Who Benefits and How
transportation operators and travelers may benefit from new authority, funding, eligibility, regulatory clarity, or reduced risk created by the bill.
Who Bears the Burden and How
federal implementing agencies, transportation operators and travelers may take on implementation duties, reporting obligations, compliance costs, or oversight responsibilities.
Key Provisions
- Section HA06418AAC2B94D958F706AE8A8353FCF: 1. Short title This Act may be cited as the Strengthening Capacity for Disaster Resilient Territories Act.
- Section H50DC1E13DF8B4755A951137DBAEF9DC4: 2. Findings and purpose Congress makes the following findings: The United States territories are particularly vulnerable to extreme weather events, which have...
- Section HC6CFB1C3AD724277901AEEA573866714: 3. Definitions In this Act: The term Administrator means the Administrator of the Federal Emergency Management Agency. The term community means a network of...

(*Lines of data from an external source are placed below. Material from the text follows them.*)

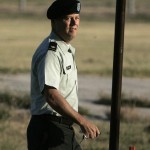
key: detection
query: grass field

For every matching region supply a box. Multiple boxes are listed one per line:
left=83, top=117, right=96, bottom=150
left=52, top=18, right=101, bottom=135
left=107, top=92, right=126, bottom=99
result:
left=0, top=93, right=150, bottom=150
left=0, top=0, right=150, bottom=150
left=0, top=19, right=150, bottom=77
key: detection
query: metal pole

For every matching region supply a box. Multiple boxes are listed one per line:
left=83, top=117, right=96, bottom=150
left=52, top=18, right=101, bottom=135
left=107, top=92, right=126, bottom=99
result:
left=109, top=0, right=126, bottom=150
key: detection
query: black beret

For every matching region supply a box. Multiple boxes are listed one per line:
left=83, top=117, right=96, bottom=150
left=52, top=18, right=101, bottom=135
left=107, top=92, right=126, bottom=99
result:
left=47, top=0, right=81, bottom=19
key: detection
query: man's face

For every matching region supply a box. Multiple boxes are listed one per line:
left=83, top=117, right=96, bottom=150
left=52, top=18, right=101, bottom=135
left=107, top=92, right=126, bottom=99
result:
left=53, top=14, right=80, bottom=43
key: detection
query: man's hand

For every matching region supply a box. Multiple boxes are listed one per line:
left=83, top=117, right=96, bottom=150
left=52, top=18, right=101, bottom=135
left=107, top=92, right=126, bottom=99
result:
left=80, top=118, right=100, bottom=139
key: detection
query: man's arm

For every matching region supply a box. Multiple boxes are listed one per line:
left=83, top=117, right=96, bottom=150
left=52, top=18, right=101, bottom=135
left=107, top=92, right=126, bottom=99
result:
left=44, top=86, right=100, bottom=139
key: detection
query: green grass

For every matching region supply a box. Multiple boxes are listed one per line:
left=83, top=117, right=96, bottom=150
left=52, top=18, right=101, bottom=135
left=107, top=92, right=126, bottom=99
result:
left=0, top=0, right=150, bottom=77
left=0, top=93, right=150, bottom=150
left=0, top=19, right=150, bottom=77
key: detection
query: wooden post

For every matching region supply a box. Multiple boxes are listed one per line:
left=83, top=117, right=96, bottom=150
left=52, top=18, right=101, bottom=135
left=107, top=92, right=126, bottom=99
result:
left=127, top=0, right=136, bottom=15
left=109, top=0, right=126, bottom=150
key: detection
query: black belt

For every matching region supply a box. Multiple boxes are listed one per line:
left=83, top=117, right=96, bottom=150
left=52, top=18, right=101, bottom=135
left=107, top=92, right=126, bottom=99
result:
left=32, top=114, right=73, bottom=126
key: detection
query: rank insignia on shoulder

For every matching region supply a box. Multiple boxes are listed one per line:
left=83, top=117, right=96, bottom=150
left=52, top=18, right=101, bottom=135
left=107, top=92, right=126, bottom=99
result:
left=48, top=41, right=57, bottom=52
left=66, top=65, right=71, bottom=70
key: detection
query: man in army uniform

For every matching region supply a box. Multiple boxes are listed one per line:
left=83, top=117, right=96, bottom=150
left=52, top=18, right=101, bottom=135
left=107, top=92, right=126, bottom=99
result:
left=27, top=0, right=100, bottom=150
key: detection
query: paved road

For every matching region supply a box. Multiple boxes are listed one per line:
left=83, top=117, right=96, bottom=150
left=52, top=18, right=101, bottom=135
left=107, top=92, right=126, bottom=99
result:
left=0, top=74, right=150, bottom=118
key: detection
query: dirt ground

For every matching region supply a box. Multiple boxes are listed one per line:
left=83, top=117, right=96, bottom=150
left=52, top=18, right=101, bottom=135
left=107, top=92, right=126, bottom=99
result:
left=0, top=74, right=150, bottom=119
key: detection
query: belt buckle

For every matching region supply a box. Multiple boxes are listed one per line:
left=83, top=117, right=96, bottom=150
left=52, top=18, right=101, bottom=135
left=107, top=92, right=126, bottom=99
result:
left=59, top=117, right=63, bottom=123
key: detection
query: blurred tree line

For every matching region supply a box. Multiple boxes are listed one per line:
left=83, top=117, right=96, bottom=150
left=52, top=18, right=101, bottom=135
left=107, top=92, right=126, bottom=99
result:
left=18, top=0, right=136, bottom=15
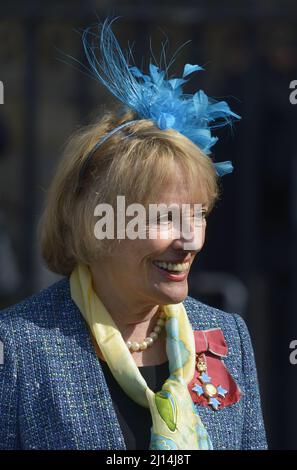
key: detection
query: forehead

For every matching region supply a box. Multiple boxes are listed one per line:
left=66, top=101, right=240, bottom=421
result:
left=150, top=167, right=208, bottom=205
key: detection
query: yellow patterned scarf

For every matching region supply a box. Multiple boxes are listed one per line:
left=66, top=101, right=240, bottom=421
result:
left=70, top=264, right=212, bottom=450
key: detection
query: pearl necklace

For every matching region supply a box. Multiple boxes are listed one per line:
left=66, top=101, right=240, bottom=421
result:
left=126, top=311, right=166, bottom=352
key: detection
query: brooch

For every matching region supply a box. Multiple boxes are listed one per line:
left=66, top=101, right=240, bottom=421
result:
left=192, top=354, right=228, bottom=410
left=188, top=328, right=241, bottom=411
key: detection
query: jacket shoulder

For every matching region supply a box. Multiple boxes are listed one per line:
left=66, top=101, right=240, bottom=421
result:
left=0, top=277, right=69, bottom=327
left=183, top=296, right=244, bottom=328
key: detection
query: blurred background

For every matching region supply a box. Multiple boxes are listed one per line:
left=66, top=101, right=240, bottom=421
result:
left=0, top=0, right=297, bottom=449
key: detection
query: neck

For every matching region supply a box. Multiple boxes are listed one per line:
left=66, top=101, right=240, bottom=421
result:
left=90, top=267, right=159, bottom=340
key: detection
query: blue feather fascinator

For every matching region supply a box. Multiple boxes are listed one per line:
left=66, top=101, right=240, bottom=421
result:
left=75, top=19, right=240, bottom=176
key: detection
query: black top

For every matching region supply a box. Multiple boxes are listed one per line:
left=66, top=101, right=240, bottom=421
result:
left=99, top=359, right=170, bottom=450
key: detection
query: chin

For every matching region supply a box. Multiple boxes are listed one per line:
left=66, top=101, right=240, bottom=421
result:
left=159, top=284, right=188, bottom=304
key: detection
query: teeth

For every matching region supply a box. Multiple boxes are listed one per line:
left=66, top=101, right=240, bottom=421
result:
left=153, top=261, right=190, bottom=272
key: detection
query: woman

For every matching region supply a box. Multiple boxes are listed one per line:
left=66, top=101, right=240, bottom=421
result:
left=0, top=22, right=266, bottom=450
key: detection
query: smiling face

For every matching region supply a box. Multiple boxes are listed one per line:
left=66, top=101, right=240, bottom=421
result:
left=93, top=166, right=206, bottom=305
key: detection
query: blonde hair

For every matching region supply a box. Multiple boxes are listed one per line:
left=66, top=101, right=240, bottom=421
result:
left=38, top=107, right=220, bottom=275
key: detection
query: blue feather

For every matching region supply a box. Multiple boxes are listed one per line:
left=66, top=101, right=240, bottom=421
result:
left=82, top=19, right=240, bottom=176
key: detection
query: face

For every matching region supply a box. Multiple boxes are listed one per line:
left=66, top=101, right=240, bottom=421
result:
left=92, top=172, right=206, bottom=305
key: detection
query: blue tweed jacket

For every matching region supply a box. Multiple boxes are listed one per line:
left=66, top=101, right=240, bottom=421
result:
left=0, top=277, right=266, bottom=449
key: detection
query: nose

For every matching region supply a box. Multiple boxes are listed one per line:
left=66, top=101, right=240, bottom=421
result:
left=172, top=219, right=205, bottom=251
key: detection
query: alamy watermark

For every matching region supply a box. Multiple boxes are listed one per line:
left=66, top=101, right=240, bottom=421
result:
left=289, top=339, right=297, bottom=366
left=0, top=341, right=4, bottom=365
left=0, top=80, right=4, bottom=104
left=94, top=196, right=204, bottom=250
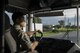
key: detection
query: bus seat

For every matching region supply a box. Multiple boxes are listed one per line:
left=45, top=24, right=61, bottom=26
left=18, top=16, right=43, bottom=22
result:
left=4, top=13, right=17, bottom=53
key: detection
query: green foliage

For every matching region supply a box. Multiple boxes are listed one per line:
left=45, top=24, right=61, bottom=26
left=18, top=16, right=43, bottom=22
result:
left=33, top=17, right=42, bottom=23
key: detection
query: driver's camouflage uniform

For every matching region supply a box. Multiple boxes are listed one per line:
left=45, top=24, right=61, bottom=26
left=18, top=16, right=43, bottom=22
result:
left=11, top=25, right=36, bottom=53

- Section H5132B17823EC4F528057591B744A1740: 4. Territorial Disaster Recovery Program Not later than 1 year after the date of enactment of this Act, the Administrator shall establish a Territorial...
Evidence Chain:
This summary is generated from the full bill text using AI analysis. Expand "Detailed Analysis" below for identified beneficiaries/burden bearers with clause-level evidence links.
At a Glance
What This Bill Does
This bill, To require the Federal Emergency Management Agency to establish a Territorial Disaster Recovery Program to continuously identify, monitor, and address factors and capability gaps that hinder the execution and completion of recovery activities relating to major disasters by eligible entities located in the territories of the United States., changes federal law or congressional policy affecting transportation operators and travelers.
Key Policy Areas
Transportation, Government Operations, Energy
Primary Purpose
This bill, To require the Federal Emergency Management Agency to establish a Territorial Disaster Recovery Program to continuously identify, monitor, and address factors and capability gaps that hinder the execution and completion of recovery activities relating to major disasters by eligible entities located in the territories of the United States., changes federal law or congressional policy affecting transportation operators and travelers.
Policy Domains
Whole bill
Identified Gains
- transportation operators and travelers
Identified Costs
- federal implementing agencies
- transportation operators and travelers
Sponsors
Legislative Progress
IntroducedMs. Velázquez (for herself, Ms. Barragán, Mr. Torres of New …
Impact analysis is available but no clear stakeholder effects identified. View clause-level analysis →
Bill Structure & Actor Mappings
Who is "The Secretary" in each section?
- "administrator_of_fema"
- → Administrator of the Federal Emergency Management Agency
Key Definitions
Terms defined in this bill
the capabilities and actions necessary to recover effectively from a major disaster declared under the Robert T. Stafford Disaster Relief and Emergency Assistance Act (42 U.S.C. 5121 et seq.), including— rebuilding infrastructure systems
We use a combination of our own taxonomy and classification in addition to large language models to assess meaning and potential beneficiaries. High confidence means strong textual evidence. Always verify with the original bill text.